Statistical Methods for Association Mapping
Statistical Methods for Association Mapping, spring 2008
This course will introduce association mapping and the statistical methods and computational techniques needed. The course will be based on chapters 7, and 8 of the book Association Mapping in Plants, together with case studies of recent large scale case-control studies of human disease.
Association mapping is a gene mapping method based on detecting and utilising population-level associations — i.e. non-independence or `linkage disequilibrium' between genetic loci, e.g. between DNA markers and traits of interest. There is interest in using association mapping to find genetic loci associated with variation in complex traits and diseases.
The advent of dense maps (e.g. 500,000 or more) of SNP markers covering the genome, and technologies for screening large numbers of markers per individual is leading to generation of vast amounts of genomic data.

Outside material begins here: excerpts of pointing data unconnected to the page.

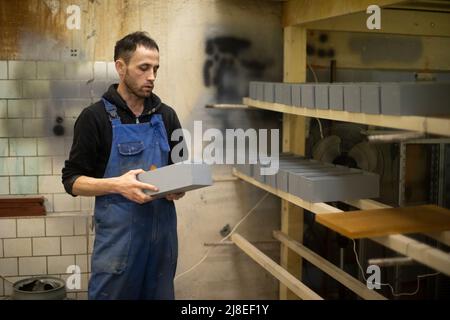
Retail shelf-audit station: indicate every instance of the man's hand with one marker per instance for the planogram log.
(175, 196)
(129, 187)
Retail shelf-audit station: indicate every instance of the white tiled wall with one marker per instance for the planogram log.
(45, 246)
(32, 95)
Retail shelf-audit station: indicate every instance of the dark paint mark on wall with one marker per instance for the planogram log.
(228, 69)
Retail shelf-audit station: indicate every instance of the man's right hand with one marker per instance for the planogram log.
(132, 189)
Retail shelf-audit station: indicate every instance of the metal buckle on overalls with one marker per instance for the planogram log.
(113, 115)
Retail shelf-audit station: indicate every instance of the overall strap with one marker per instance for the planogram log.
(112, 112)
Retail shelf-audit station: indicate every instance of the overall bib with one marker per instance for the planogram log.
(136, 247)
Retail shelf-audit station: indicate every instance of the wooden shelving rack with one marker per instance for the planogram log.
(341, 15)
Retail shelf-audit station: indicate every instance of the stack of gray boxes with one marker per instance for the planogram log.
(316, 181)
(389, 98)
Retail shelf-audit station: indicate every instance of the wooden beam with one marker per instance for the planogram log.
(293, 141)
(276, 270)
(425, 254)
(296, 12)
(369, 204)
(439, 126)
(404, 22)
(313, 207)
(341, 276)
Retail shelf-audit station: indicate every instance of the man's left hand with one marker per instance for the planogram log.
(175, 196)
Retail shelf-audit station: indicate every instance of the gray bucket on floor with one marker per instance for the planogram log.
(39, 288)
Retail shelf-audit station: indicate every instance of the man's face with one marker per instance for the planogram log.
(140, 73)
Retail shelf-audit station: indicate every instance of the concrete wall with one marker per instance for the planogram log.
(209, 52)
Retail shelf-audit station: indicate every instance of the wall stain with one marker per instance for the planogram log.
(227, 69)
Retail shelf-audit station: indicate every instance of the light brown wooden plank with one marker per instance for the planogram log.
(297, 12)
(440, 126)
(276, 270)
(340, 275)
(383, 222)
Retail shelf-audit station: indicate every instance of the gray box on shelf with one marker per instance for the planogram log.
(294, 177)
(269, 91)
(322, 96)
(177, 178)
(296, 91)
(336, 92)
(283, 93)
(415, 98)
(308, 95)
(370, 98)
(283, 173)
(360, 185)
(352, 97)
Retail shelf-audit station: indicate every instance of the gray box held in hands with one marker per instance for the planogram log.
(177, 178)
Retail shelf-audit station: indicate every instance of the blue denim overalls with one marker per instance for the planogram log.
(136, 247)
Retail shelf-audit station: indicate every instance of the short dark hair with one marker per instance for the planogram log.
(127, 45)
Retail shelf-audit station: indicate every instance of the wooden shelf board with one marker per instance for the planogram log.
(384, 222)
(439, 126)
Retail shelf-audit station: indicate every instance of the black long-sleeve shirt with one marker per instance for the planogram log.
(92, 137)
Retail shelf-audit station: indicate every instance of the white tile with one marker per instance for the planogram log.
(9, 283)
(38, 127)
(3, 69)
(4, 147)
(87, 204)
(3, 109)
(65, 202)
(59, 226)
(17, 247)
(84, 280)
(7, 228)
(4, 185)
(10, 89)
(59, 264)
(58, 164)
(11, 166)
(71, 295)
(32, 266)
(51, 146)
(46, 108)
(23, 108)
(31, 227)
(73, 245)
(48, 246)
(81, 260)
(23, 185)
(81, 225)
(22, 147)
(73, 107)
(48, 202)
(21, 70)
(79, 70)
(50, 70)
(8, 267)
(11, 128)
(39, 89)
(38, 165)
(50, 184)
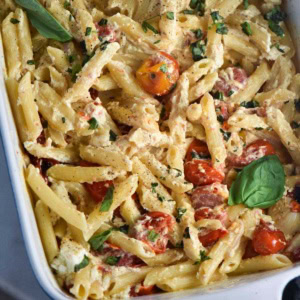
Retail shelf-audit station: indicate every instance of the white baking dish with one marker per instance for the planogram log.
(267, 285)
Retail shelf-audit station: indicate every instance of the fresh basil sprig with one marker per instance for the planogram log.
(260, 184)
(44, 22)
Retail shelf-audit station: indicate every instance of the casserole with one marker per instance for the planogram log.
(36, 253)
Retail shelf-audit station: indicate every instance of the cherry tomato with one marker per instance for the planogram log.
(153, 228)
(158, 74)
(231, 80)
(295, 206)
(206, 196)
(200, 172)
(253, 152)
(197, 149)
(208, 239)
(98, 190)
(143, 290)
(268, 241)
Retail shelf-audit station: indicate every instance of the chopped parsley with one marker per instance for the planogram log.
(153, 187)
(250, 104)
(112, 136)
(112, 260)
(226, 134)
(108, 199)
(14, 21)
(203, 257)
(93, 123)
(152, 236)
(230, 93)
(297, 105)
(186, 233)
(246, 28)
(198, 50)
(220, 118)
(295, 125)
(218, 95)
(274, 17)
(102, 22)
(164, 68)
(67, 4)
(83, 264)
(188, 12)
(180, 213)
(170, 15)
(198, 6)
(198, 33)
(88, 31)
(146, 26)
(218, 21)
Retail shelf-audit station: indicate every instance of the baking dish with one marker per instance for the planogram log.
(268, 285)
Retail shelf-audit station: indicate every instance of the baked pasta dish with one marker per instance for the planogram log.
(160, 139)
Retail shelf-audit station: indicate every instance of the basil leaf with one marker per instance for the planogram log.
(83, 264)
(260, 184)
(98, 240)
(107, 199)
(44, 22)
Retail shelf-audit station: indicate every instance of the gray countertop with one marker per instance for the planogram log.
(17, 280)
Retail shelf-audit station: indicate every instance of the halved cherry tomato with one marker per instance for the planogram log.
(99, 189)
(197, 149)
(208, 239)
(158, 74)
(200, 172)
(295, 206)
(268, 241)
(252, 152)
(153, 228)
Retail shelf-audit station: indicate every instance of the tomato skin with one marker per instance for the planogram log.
(197, 147)
(153, 79)
(211, 237)
(200, 172)
(159, 222)
(295, 206)
(267, 241)
(253, 152)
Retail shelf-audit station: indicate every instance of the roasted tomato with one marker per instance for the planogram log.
(158, 74)
(142, 290)
(268, 241)
(113, 255)
(153, 228)
(252, 152)
(231, 80)
(197, 149)
(209, 238)
(200, 172)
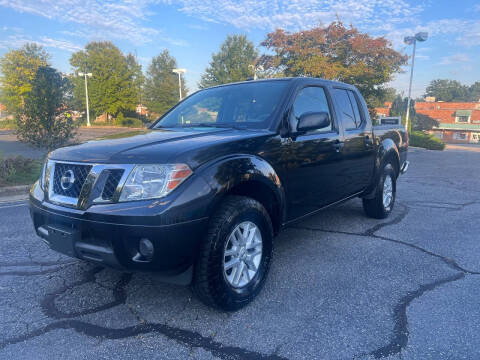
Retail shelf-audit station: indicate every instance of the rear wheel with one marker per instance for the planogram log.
(382, 204)
(235, 256)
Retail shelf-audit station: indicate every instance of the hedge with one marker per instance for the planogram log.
(425, 140)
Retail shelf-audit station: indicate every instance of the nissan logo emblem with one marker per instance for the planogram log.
(67, 180)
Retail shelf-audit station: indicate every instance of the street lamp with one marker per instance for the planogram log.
(179, 72)
(409, 40)
(86, 93)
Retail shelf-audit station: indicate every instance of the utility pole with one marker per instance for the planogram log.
(179, 72)
(85, 74)
(421, 36)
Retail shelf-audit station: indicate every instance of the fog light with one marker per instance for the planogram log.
(145, 247)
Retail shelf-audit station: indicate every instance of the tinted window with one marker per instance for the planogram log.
(247, 105)
(346, 109)
(310, 99)
(356, 110)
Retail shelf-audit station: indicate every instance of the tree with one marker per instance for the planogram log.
(113, 87)
(231, 63)
(18, 69)
(161, 84)
(448, 90)
(475, 91)
(138, 79)
(337, 53)
(44, 121)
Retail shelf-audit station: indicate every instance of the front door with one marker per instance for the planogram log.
(358, 155)
(311, 159)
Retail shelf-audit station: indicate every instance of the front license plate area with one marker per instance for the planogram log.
(62, 239)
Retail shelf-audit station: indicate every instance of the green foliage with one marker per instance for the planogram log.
(19, 171)
(116, 81)
(18, 69)
(161, 84)
(231, 63)
(423, 122)
(425, 140)
(8, 124)
(129, 122)
(335, 52)
(45, 122)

However, obtaining useful information from the data is non-trivial, and many published associations are spurious. Statistical methods for analysing the data will be presented. Experimental designs with sufficient power, to overcome the low prior odds for genomic associations, are equally vital. The course will introduce methods and software for ensuring designs have sufficient power to obtain reasonable posterior odds for associations.

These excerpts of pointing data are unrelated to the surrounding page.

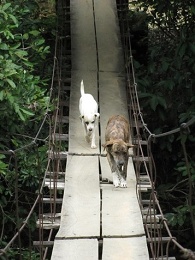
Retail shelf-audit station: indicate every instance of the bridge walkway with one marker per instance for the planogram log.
(98, 221)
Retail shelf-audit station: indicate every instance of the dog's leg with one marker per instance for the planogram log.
(123, 182)
(115, 175)
(93, 145)
(87, 137)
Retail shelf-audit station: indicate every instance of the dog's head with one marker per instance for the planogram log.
(89, 121)
(119, 150)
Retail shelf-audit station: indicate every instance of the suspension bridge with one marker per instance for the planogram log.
(97, 219)
(82, 216)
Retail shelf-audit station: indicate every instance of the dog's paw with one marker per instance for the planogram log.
(87, 138)
(116, 180)
(123, 183)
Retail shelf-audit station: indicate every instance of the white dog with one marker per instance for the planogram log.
(89, 115)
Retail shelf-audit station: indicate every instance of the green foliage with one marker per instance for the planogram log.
(166, 91)
(24, 100)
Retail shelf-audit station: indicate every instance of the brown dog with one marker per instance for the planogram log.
(117, 145)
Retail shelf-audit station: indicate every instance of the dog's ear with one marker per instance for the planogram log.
(81, 117)
(130, 145)
(108, 143)
(97, 115)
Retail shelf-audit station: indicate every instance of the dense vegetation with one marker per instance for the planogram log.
(165, 69)
(25, 39)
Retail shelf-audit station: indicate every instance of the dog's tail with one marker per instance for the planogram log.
(82, 88)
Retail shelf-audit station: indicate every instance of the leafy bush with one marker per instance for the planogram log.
(24, 100)
(166, 90)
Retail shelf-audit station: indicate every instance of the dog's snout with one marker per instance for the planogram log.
(121, 163)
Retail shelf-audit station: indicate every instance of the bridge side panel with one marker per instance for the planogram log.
(132, 248)
(80, 215)
(86, 249)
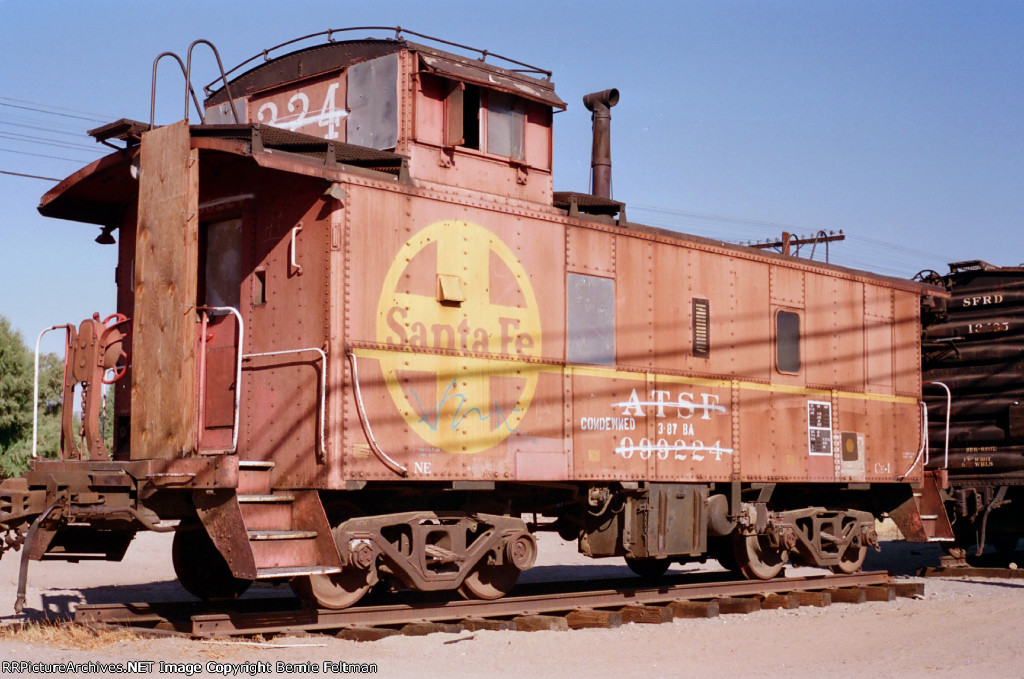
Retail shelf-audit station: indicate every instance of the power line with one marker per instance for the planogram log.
(47, 141)
(25, 153)
(86, 113)
(78, 133)
(31, 176)
(51, 113)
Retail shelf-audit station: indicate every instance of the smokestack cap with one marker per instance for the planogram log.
(605, 98)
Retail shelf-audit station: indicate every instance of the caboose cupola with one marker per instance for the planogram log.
(460, 122)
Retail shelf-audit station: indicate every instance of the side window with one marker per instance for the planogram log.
(220, 254)
(506, 125)
(701, 328)
(591, 320)
(787, 342)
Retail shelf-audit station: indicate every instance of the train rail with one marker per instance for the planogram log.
(551, 606)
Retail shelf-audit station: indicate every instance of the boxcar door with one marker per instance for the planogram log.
(220, 283)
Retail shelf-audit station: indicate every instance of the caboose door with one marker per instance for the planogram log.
(219, 292)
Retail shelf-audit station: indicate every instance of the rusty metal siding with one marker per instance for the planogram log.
(282, 393)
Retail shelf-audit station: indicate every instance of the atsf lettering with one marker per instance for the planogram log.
(684, 405)
(982, 300)
(992, 327)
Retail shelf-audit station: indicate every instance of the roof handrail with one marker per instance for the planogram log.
(223, 77)
(398, 31)
(188, 88)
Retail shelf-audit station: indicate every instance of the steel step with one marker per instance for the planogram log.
(255, 464)
(281, 535)
(295, 571)
(265, 498)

The basic concepts of Bayesian statistics, and how to use them for testing scientific hypotheses will be introduced. This will enable computation of posterior probabilities for scientific hypotheses. A range of techniques including analytical approximate methods, conjugate prior distributions and MCMC sampling will be introduced. Bayesian computations for case studies will be demonstrated and compared with classical `frequentist' inference based on p-values, which will be shown to be particularly problematic in a genomics context.

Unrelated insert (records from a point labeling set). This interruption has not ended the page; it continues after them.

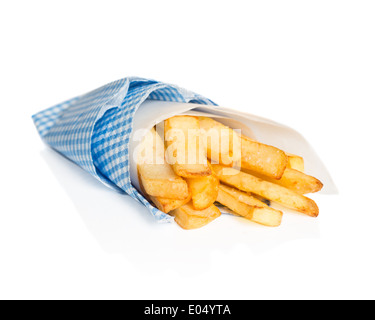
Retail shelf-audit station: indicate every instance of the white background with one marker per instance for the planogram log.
(307, 64)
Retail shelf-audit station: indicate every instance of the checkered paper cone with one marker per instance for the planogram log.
(93, 130)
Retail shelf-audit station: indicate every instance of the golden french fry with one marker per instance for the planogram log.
(157, 176)
(256, 156)
(185, 149)
(249, 207)
(223, 145)
(188, 218)
(295, 162)
(268, 190)
(204, 191)
(294, 180)
(249, 199)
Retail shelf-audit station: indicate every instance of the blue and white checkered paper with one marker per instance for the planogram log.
(93, 130)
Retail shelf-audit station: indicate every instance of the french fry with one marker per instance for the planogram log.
(249, 207)
(249, 199)
(157, 176)
(204, 191)
(268, 190)
(256, 156)
(164, 204)
(220, 142)
(185, 149)
(294, 180)
(295, 162)
(188, 218)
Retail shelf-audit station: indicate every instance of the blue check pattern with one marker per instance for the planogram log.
(93, 130)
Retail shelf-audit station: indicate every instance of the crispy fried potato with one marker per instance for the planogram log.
(204, 191)
(268, 190)
(188, 218)
(256, 156)
(220, 142)
(295, 162)
(244, 197)
(252, 209)
(294, 180)
(157, 176)
(185, 149)
(164, 204)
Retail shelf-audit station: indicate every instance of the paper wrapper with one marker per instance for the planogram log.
(100, 130)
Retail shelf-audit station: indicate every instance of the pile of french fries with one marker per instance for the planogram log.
(199, 164)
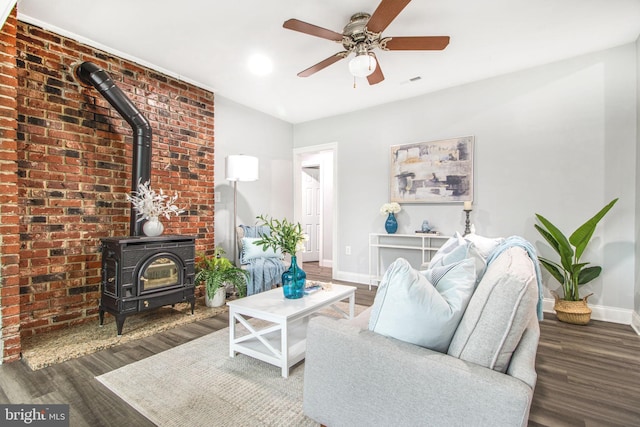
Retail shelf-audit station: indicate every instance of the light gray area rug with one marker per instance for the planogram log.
(198, 384)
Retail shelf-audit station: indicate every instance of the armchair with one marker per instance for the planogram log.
(265, 267)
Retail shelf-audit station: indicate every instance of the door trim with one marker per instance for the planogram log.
(298, 153)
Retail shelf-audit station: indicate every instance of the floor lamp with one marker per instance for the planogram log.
(239, 168)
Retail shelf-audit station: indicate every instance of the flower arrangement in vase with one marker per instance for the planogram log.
(150, 205)
(289, 239)
(390, 209)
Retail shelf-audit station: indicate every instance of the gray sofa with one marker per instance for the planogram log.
(355, 377)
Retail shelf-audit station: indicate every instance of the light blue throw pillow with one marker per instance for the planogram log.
(252, 251)
(410, 308)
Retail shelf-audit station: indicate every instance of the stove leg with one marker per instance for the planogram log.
(120, 323)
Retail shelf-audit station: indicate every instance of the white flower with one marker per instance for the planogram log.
(148, 203)
(388, 208)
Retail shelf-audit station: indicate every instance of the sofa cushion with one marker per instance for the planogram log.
(480, 248)
(410, 308)
(252, 251)
(453, 250)
(497, 315)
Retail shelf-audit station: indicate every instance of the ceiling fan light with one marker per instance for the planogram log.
(362, 65)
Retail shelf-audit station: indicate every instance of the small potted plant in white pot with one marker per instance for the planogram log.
(215, 272)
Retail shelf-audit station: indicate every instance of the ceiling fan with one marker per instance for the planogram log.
(362, 35)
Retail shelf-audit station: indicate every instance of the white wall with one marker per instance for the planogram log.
(559, 140)
(636, 317)
(241, 130)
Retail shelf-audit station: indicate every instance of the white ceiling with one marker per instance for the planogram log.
(208, 42)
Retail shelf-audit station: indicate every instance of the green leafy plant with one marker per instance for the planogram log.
(570, 272)
(216, 270)
(284, 235)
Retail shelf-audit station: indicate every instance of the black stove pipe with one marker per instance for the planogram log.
(90, 74)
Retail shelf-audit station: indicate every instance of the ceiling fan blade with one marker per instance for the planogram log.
(415, 43)
(377, 76)
(323, 64)
(314, 30)
(385, 13)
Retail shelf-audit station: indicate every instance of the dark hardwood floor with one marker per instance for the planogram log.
(587, 375)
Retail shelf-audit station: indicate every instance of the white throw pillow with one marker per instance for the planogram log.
(484, 245)
(252, 251)
(480, 248)
(410, 308)
(453, 250)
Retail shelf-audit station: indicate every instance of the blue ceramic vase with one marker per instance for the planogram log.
(391, 224)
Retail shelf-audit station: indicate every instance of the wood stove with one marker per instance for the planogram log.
(142, 273)
(139, 273)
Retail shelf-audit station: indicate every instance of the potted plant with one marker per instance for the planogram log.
(288, 238)
(215, 272)
(571, 272)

The R system for data analysis and graphics and the BUGS system will be introduced, and the required computations demonstrated. R functions and libraries (ldDesign) will be provided.
The course will start from first principles of Bayesian statistics. Knowledge of the basics of calculus (differentiation, integration), matrix algebra, and probability theory will be an advantage. Basic knowledge of genetics (e.g. Mendelian inheritance, heritability) will also be an advantage. The course will aim to cater for both biologically and statistically oriented students.